There are two parts to this homework: a written component worth 15 points, and a programming assignment worth 10 points. See the homework submission instructions on how to hand it in and for important notes on programming style and structure.

Written questions

Note that these questions are intended to be theoretical unless stated otherwise.  Don't worry about the actual implementation (e.g., arrays, etc.) - just answer the questions based on how stacks, queues and related data structures work fundamentally.

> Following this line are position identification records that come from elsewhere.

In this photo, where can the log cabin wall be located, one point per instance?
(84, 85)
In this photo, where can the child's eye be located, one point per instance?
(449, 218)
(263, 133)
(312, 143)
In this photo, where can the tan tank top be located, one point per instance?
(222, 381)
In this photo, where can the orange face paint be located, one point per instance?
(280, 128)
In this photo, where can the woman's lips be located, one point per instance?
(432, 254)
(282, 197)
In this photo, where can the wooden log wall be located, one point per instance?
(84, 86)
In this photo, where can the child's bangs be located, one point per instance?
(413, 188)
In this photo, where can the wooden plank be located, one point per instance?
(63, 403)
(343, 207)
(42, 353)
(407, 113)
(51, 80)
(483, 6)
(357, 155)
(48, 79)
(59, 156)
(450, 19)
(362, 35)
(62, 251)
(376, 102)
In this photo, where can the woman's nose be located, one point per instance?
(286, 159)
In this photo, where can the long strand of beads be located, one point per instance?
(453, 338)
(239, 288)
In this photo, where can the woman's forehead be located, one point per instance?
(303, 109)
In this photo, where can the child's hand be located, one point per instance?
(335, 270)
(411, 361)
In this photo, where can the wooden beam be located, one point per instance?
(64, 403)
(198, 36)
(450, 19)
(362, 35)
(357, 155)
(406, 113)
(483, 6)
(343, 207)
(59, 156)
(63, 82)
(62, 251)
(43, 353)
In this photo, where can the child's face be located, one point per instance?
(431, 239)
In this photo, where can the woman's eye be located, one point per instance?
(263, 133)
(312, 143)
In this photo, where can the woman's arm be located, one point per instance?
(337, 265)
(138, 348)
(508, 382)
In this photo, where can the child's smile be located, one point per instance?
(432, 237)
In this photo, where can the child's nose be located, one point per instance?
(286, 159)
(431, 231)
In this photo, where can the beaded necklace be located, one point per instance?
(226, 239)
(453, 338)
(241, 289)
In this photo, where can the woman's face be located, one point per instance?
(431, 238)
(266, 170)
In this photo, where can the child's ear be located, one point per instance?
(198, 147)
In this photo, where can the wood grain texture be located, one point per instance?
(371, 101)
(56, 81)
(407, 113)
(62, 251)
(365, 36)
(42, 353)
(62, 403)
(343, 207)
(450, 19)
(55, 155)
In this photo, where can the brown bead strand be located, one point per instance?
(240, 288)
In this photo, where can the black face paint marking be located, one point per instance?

1. While stacks and queues are rather primitive data structures, they're surprisingly flexible for solving a large variety of problems.  Interestingly, we can actually use a queue to support a list-style data structure instead of an array, even though it only has two operations (enqueue and dequeue).  In this problem, we'll explore how we can do this.  While it's not required, you can assume that there's a third operation supported in our queue for the purposes of this problem: length, which specifies the number of items currently in the queue.  While you don't need to write code, try and be as precise as you can - a few clearly-defined sentences, lists of steps or psuedocode should work for each.
   1. (1 point) Describe an algorithm to support a list-style (unordered) insert using a queue.
   2. (2 points) Describe an algorithm to support a list-style linear search using a queue.
   3. (1 point) Given (b), how can we support remove using a queue?
   4. (1 point) Suggest what the complexities (using big-Oh notation) for the above three operations are.  Explain why, using 1-2 sentences for each.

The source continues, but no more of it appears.